Friday, May 27, 2022

Round trip from identifiers to citations and back again

Note to self (basically rewriting last year's Finding citations of specimens).

Bibliographic data supports going from identifier to citation string and back again, so we can do a "round trip."

1.

Given a DOI we can get structured data with a simple HTTP fetch, then use a tool such as citation.js to convert that data into a human-readable string in a variety of formats.

Identifier Structured data Human readable string
10.7717/peerj-cs.214 HTTP with content-negotiation CSL-JSON CSL templates Willighagen, L. G. (2019). Citation.js: a format-independent, modular bibliography tool for the browser and command line. PeerJ Computer Science, 5, e214. https://doi.org/10.7717/peerj-cs.214

2.

Going in the reverse direction (string to identifier) is a little more challenging. In the "old days" a typical strategy was to attempt to parse the citation string into structured data (see AnyStyle for a nice example of this), then we could extract a truple of (journal, volume, starting page) and use that to query CrossRef to find if there was an article with that tuple, which gave us the DOI.

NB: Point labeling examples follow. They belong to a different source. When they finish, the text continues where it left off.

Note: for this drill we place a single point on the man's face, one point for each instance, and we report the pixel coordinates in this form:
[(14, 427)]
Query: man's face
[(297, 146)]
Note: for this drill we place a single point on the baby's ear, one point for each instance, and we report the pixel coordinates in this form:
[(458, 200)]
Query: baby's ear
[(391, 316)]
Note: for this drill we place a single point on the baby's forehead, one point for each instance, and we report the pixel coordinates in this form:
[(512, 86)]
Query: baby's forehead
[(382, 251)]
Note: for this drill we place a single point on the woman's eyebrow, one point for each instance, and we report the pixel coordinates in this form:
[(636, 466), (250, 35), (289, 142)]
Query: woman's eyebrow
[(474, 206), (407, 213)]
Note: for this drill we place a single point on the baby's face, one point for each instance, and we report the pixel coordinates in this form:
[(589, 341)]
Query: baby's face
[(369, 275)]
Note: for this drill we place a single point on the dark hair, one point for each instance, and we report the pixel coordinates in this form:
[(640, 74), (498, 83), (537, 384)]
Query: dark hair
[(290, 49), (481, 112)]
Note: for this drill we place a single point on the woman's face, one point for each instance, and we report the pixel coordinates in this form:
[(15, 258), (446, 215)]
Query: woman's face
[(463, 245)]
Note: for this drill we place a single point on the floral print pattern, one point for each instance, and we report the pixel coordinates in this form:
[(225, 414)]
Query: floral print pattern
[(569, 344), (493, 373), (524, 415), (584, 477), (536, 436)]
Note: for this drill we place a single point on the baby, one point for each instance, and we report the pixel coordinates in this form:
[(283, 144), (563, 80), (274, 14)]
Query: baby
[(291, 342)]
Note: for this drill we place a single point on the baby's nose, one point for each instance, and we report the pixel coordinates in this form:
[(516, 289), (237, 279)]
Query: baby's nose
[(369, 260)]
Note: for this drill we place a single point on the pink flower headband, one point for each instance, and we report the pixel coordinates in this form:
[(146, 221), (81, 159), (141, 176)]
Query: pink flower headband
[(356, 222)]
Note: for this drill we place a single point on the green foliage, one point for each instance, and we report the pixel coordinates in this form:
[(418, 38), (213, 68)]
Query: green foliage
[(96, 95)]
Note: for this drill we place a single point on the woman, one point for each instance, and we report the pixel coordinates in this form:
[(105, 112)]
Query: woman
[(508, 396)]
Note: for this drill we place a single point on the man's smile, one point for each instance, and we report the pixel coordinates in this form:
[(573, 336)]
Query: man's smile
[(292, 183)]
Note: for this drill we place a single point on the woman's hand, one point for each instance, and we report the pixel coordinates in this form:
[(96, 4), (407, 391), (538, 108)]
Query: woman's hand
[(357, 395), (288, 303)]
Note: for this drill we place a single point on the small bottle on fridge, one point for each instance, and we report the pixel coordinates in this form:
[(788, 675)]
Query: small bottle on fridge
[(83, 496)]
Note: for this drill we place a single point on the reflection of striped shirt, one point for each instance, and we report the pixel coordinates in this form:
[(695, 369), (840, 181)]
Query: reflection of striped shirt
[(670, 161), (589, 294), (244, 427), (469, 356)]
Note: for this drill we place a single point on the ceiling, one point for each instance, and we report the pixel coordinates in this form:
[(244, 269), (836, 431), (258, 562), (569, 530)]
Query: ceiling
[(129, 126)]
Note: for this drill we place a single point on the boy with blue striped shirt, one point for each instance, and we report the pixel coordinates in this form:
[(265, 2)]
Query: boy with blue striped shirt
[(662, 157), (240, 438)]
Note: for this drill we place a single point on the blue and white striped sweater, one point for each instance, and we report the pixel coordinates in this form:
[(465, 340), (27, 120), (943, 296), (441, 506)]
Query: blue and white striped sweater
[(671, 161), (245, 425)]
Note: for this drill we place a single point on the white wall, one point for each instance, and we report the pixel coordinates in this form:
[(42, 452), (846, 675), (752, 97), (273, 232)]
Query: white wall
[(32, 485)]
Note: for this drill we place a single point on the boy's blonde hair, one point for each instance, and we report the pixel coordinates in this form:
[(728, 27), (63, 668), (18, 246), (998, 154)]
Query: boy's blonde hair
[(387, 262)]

Identifier Structured data Human readable string
10.7717/peerj-cs.214 OpenURL query journal, volume, start page Citation parser Willighagen, L. G. (2019). Citation.js: a format-independent, modular bibliography tool for the browser and command line. PeerJ Computer Science, 5, e214. https://doi.org/10.7717/peerj-cs.214

3.

Another strategy is to take all the citations strings for each DOI, index those in a search engine, then just use a simple search to find the best match to your citation string, and hence the DOI. This is what https://search.crossref.org does.

Identifier Human readable string
10.7717/peerj-cs.214 search Willighagen, L. G. (2019). Citation.js: a format-independent, modular bibliography tool for the browser and command line. PeerJ Computer Science, 5, e214. https://doi.org/10.7717/peerj-cs.214

At the moment my work on material citations (i.e., lists of specimens in taxonomic papers) is focussing on 1 (generating citations from specimen data in GBIF) and 2 (parsing citations into structured data).